→ A year ago we received a message from interstellar space. For the second time.
It’s not that NASA tried to keep it secret, it’s just that they were working on the data up to last month. Now they can say more about the message, which came from 120 times the distance between earth and sun, sent by a transmitter powered by plutonium and having strength equal to that of a fridge light.
Okay, you probably guessed that this was from Voyager 2 and that the email subject was clickbait. A year ago the spacecraft officially left sun’s domain, which is defined by the reach of the “solar wind”, the stream of particles sent out from the sun, before it is pushed back by “interstellar wind”.
Voyager 2 crossed this “heliosphere” six years after Voyager 1, and their combined data can now say a few things about it – like that the edge of the heliosphere ends abruptly instead of fading, and that it is shaped like a blunt bullet (their words, not mine).
What’s next? The two Voyagers will keep texting home for only a few years more, but they are expected to continue orbiting around the galaxy for an extra five billion ones...
→ If you haven’t happened to hear the following theory already, the first time is always fun: there are several reasons to believe that the molecules which started life on earth might have arrived in meteorites. Seriously, the jury’s still out on this one.
However, a new indication in favour of this theory just showed up; various types of sugars molecules were found in two meteorites (in NWA801 and Murchison, if you have to know). This is admittedly a little avant-garde; especially considering that they included ribose, a main constituent of RNA.
→ Using the Arecibo radio telescope, 19 more galaxies were found to have a lot less dark matter than expected, adding to the four previously known ones. By the way the weighing was done by seeing how fast hydrogen clouds move in them.
Surprising as it may sound, this is one more indication that dark matter really exists – i.e. that it is actual matter of a form still unknown to us. Other possibilities include theories of gravity that work differently than we think, but then they’ll have to hold for every galaxy, not for every galaxy minus 23 and counting. (Since dark matter has been one of the greatest mysteries in physics for too long a time now and, as you just read, we don’t even know yet if it is matter, then I’d name this one the most important news of this eventful month.)
Of course, now these galaxies also have to be explained, but that’s a different story.
...and one with particles
→ Sometimes we think we are so cool for knowing everything about the elementary particles. And then quarks arrive.
Actually, quarks usually arrive in threes, as three of them make up the proton and same for neutron, that is practically the nuclei of the atoms in everything. The issue is that the size of the proton is still an open debate, as the three quarks resemble a cloud rather that solid spheres, and that cloud’s extent has been measured with different results through the years.
The size of the proton has been measured by using electrons, which are either thrown at it and bounce away or monitored for how they move around it. The controversy started some years ago, when an experiment used muons instead (colloquially known as the “heavier cousins of electrons”, which makes them the Dudley Dursley of elementary particles). The result was significantly smaller, and it was repeated just a few months ago in a second independent experiment.
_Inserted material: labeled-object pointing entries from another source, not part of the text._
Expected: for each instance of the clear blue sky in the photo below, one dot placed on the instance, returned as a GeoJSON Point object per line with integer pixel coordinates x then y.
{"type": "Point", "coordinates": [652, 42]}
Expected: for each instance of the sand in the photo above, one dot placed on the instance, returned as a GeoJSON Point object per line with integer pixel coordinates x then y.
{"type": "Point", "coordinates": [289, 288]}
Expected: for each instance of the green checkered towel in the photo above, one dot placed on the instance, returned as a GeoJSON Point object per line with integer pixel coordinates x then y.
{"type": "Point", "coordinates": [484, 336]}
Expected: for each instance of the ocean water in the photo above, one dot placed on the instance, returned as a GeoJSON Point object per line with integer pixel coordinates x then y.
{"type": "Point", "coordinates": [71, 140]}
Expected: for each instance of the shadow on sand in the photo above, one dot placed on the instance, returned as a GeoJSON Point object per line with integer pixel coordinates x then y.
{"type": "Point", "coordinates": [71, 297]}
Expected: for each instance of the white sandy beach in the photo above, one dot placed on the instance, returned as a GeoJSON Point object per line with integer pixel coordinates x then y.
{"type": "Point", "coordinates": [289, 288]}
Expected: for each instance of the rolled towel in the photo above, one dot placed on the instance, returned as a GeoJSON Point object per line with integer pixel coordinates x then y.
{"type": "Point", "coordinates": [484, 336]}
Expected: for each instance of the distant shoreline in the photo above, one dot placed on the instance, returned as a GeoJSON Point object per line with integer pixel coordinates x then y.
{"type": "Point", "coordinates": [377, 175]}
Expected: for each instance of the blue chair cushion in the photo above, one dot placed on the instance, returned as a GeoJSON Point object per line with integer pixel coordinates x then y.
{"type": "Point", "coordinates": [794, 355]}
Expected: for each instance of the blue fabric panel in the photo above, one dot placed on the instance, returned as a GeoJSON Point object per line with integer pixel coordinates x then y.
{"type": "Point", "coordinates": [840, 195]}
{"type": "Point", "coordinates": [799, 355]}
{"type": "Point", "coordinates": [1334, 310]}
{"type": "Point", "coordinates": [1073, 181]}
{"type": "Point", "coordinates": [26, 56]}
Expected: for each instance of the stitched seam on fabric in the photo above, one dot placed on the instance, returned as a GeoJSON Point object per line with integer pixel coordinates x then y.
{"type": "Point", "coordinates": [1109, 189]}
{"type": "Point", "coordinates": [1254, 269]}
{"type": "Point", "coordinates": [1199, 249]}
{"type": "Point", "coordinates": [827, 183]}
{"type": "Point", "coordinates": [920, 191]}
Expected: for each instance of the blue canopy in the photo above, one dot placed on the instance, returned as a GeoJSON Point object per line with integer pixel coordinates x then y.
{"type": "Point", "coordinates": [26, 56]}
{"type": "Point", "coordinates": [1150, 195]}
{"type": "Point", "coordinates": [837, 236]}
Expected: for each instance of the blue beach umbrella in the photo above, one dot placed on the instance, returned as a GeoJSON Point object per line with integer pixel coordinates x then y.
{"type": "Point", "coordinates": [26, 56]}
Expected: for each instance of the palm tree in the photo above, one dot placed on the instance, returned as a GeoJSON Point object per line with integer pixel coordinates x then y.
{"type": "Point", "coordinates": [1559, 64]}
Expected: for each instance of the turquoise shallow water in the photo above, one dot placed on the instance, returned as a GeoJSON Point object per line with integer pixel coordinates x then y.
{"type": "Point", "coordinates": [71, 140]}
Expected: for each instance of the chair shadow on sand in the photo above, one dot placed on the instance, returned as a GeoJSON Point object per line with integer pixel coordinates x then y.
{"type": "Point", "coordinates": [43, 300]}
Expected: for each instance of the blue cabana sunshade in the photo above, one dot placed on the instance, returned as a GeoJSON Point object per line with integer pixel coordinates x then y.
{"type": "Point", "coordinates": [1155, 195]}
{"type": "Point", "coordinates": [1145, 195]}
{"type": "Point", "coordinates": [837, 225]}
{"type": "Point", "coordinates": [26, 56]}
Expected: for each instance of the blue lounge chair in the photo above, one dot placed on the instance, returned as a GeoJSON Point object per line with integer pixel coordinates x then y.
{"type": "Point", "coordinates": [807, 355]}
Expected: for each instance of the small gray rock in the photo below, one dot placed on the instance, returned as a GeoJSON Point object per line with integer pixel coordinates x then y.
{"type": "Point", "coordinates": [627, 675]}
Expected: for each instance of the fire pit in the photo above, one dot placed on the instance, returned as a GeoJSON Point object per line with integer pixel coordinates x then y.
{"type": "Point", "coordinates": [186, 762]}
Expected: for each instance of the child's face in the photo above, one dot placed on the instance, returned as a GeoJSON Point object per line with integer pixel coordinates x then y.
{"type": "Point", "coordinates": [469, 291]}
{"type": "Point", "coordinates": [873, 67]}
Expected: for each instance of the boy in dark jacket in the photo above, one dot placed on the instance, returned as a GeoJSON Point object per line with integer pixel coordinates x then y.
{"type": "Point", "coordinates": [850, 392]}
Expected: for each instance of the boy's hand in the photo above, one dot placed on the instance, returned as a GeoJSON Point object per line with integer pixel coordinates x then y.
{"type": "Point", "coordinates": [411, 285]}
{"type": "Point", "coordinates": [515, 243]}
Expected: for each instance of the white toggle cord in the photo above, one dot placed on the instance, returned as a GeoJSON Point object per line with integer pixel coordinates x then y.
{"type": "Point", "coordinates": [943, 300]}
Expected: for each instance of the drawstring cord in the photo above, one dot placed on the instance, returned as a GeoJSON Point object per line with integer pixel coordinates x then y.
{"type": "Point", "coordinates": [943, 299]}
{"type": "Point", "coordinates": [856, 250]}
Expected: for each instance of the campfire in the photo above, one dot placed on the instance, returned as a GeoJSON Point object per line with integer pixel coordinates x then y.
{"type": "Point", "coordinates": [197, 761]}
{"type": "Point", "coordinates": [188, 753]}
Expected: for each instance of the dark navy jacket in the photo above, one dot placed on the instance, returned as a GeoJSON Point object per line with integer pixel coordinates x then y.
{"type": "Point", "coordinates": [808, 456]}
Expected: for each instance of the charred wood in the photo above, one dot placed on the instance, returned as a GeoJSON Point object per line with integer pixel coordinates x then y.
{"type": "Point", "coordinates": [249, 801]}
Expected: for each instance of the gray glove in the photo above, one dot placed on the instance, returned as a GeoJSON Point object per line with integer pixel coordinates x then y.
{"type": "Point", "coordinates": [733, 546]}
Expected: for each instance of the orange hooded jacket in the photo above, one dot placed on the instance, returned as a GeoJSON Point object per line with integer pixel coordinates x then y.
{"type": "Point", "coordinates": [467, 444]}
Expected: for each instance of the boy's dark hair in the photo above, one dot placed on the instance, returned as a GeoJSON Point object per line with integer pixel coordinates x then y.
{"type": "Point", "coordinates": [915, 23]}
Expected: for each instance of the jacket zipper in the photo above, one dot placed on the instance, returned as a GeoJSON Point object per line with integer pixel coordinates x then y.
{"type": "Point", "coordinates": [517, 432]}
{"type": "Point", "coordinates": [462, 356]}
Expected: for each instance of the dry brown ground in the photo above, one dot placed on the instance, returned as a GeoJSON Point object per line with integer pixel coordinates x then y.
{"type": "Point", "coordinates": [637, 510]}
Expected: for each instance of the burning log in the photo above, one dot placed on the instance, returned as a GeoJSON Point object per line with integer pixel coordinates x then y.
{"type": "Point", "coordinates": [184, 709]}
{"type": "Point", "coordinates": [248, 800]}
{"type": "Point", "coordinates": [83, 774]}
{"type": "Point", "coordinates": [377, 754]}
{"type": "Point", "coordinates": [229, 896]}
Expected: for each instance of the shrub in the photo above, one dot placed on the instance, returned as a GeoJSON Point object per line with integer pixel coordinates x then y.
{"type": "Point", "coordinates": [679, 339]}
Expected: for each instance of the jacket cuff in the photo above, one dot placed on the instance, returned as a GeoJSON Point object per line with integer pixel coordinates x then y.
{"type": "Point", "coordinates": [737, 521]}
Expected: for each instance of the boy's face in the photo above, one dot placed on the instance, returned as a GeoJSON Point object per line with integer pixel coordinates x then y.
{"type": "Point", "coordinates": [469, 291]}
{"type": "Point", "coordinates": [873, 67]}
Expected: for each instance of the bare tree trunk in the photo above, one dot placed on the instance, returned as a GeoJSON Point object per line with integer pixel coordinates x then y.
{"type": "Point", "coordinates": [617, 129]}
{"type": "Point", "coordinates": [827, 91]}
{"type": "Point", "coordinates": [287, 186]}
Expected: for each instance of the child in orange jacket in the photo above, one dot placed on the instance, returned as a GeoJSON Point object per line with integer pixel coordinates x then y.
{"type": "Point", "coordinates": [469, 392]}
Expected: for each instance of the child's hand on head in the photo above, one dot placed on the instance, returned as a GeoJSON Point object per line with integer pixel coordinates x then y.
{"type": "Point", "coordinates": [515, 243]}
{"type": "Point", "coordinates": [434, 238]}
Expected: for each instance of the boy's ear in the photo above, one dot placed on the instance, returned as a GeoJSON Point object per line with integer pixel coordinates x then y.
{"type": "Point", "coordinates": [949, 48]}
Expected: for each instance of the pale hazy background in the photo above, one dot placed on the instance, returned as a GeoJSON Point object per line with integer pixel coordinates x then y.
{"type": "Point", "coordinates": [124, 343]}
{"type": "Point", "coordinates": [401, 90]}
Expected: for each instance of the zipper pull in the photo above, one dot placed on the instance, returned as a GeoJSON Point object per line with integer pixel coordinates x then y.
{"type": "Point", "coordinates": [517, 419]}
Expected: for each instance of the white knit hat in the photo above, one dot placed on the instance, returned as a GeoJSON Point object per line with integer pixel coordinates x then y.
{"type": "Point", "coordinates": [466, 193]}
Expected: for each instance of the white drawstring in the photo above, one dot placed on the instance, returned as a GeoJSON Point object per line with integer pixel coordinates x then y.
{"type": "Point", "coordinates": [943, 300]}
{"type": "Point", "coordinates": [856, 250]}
Meanwhile, good old electron-using experiments kept getting the larger result. Now, this discrepancy filled several people with hope. The reason is that the only known difference between experimental results and the predictions of the Standard Model, the theory describing particles, also comes from a measurement involving muons: the “muon g-2 measurement” of the distribution of the magnetic field of muons. Unavoidably, people started hoping that the difference in the proton size might also be pointing to the same source of yet unknown physics.
Alas, last month the PRad (Proton Radius) collaboration announced that by improving the experimental techniques by a lot and using electrons, they now get a result very close to that from muons. Still, unlike hope, not all controversy is lost; now the experiment crowds have to find out why all the previous measurements with electrons were consistently different; it might have been just a matter of accuracy but also it might involve some physics factor that was overlooked.
And in case you wonder why size matters so much, then think that the list of properties of the elementary particles is like the most precise zoo we have ever built; if experiments were able to count the number of spots on every jaguar, cat and frog in there, then it’d be weird if they couldn’t tell how many feet penguins have.